Furthermore, he said that one day police officers arrived at the house where he used to live with his brothers to inform them that their parents had sold the house and that they had twenty-four hours to evacuate the place. It was true, they had documents signed by both his parents that proved it. When asked if he knows why his parents did the things they did, he replied no. His father died in the early 1990s. About his mother, he said she was still alive during the time of this interview and that he loved her very much. “I don’t want to judge her”, he said.

==Youth Soccer==
Despite not having a long Youth Soccer career, given that he made his professional soccer debut with Sport Boys Association aged 16, it was transcendental for his development as both a person and soccer player. According to a chronicle written by María del Carmen Irigoyen and published by El Comercio, one of Peru's most important newspapers, Academia Deportiva Cantolao was kind of a second family for Flores.

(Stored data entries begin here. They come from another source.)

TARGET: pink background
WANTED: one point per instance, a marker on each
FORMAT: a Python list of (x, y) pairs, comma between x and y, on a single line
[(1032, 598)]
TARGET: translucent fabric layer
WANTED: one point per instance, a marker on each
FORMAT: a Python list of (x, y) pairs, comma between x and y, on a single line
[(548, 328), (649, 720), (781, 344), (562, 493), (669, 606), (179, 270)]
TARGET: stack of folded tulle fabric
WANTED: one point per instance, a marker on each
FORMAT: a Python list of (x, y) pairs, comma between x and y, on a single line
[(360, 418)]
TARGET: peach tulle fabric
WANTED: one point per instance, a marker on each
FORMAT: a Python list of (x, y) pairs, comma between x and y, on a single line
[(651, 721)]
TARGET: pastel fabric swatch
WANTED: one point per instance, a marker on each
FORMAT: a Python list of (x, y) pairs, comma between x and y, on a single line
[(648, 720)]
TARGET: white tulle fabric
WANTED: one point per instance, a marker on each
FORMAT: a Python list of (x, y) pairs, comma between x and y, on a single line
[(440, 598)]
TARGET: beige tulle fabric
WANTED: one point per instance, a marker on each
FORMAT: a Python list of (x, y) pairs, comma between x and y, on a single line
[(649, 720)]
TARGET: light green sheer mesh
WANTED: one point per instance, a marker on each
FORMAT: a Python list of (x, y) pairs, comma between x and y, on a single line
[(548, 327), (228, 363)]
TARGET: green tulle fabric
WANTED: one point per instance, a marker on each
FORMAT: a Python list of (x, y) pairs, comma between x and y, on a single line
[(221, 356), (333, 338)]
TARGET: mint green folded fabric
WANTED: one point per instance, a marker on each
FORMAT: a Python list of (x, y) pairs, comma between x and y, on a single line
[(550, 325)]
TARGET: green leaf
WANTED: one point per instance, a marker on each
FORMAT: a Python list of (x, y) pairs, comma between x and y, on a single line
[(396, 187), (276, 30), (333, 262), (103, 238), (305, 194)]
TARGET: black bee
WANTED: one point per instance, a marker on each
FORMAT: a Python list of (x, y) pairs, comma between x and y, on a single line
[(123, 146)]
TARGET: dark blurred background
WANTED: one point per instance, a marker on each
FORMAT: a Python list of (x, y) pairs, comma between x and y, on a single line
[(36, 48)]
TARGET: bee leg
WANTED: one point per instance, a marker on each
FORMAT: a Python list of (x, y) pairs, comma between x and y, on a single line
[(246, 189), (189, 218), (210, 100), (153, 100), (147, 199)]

Cesar Gonzales, who trained Flores both in Academia Deportiva Cantolao and Sport Boys Association, told the author that the other kid's parents used to take care of him, for example, giving him money for him to be able to fly for the team's international tours. Academia Deportiva Cantolao also matriculated Flores to the Liceo Naval Almirante Guise, a School located in the San Borja district in Lima. However, as Gonzales explained he didn't last long, Flores didn't like rules nor systems.  The same thing happened with soccer and tactics. "You just gave him a jersey and he would do whatever he wanted. [...]. It was all his ideas, his magic", Gonzales said.

==Club career==
Flores has played for a number of clubs in Peru, including Alianza Lima, Universitario de Deportes and Sport Boys. He had also had a spell with Aris in the Super League Greece during the 1998-99 season. However, the club where he spent the most time was Sport boys.

==International career==
Flores appeared twice for the senior Peru national football team, making his debut in a friendly against the Netherlands on 10 October 1998. His last match was a qualifier for the 2002 FIFA World Cup. This game was Against the Colombia National Football Team in the year 2000. Peru's National Football Team lost the game 1-0 (goalscorer: Juan Pablo Angel), and Flores played the last thirty minutes of the game. According to El Comercio, Flores' performance was good enough for Francisco Maturana, who was Peru's trainer at the time, to put his as a starter in the next game against Uruguay. However, the next training session Flores claimed he injured himself during an exercise. After the team's doctor made some tests, it was clear that Flores's injury was not a soccer injury. It is reported by El Comercio that after investigating the incident it was discovered that Flores had been involved in a street fight and was never summoned for Peru's National Team again.

==Scandals==
Flores’ career was marked by a high number of scandals off the pitch. Besides the one previously mentioned, where he got injured during a street fight after the 2002 World Cup Qualifiers match against Colombia, there are some incidents that Peruvians may remember. During 2004 he was found lying on the street half-naked. A video went viral where a woman could be seen trying to help him. During this scandal Flores was smiling and not responsive. He then said that while he was home he saw a woman's ghost and run to the streets to ask for help. Another scandal Kukin starred was when he felt down 4 stories from his apartment window. According to witnesses, he tried to enter through the window after he forgot his keys.

Flores was also known for the use of recreational drugs, more precisely cocaine. During the previously mentioned interview in Beto Ortiz's TV show ‘El Valor de la Verdad’, he revealed that he used cocaine while being a soccer player. When asked about how he hid his drug using (professional soccer players are randomly tested for drug use after games), he said that he had a way to beat the test. However, he said he was not going to reveal his trick in order not to foment the use of drugs in kids and athletes.

==Trivia==
On 8 January 2009 it was reported that Flores claimed he was being chased by ghosts. He eventually admitted that he had been "engaging with dirty ladies" and that he manufactured the ghost story to try to hide the truth from his wife.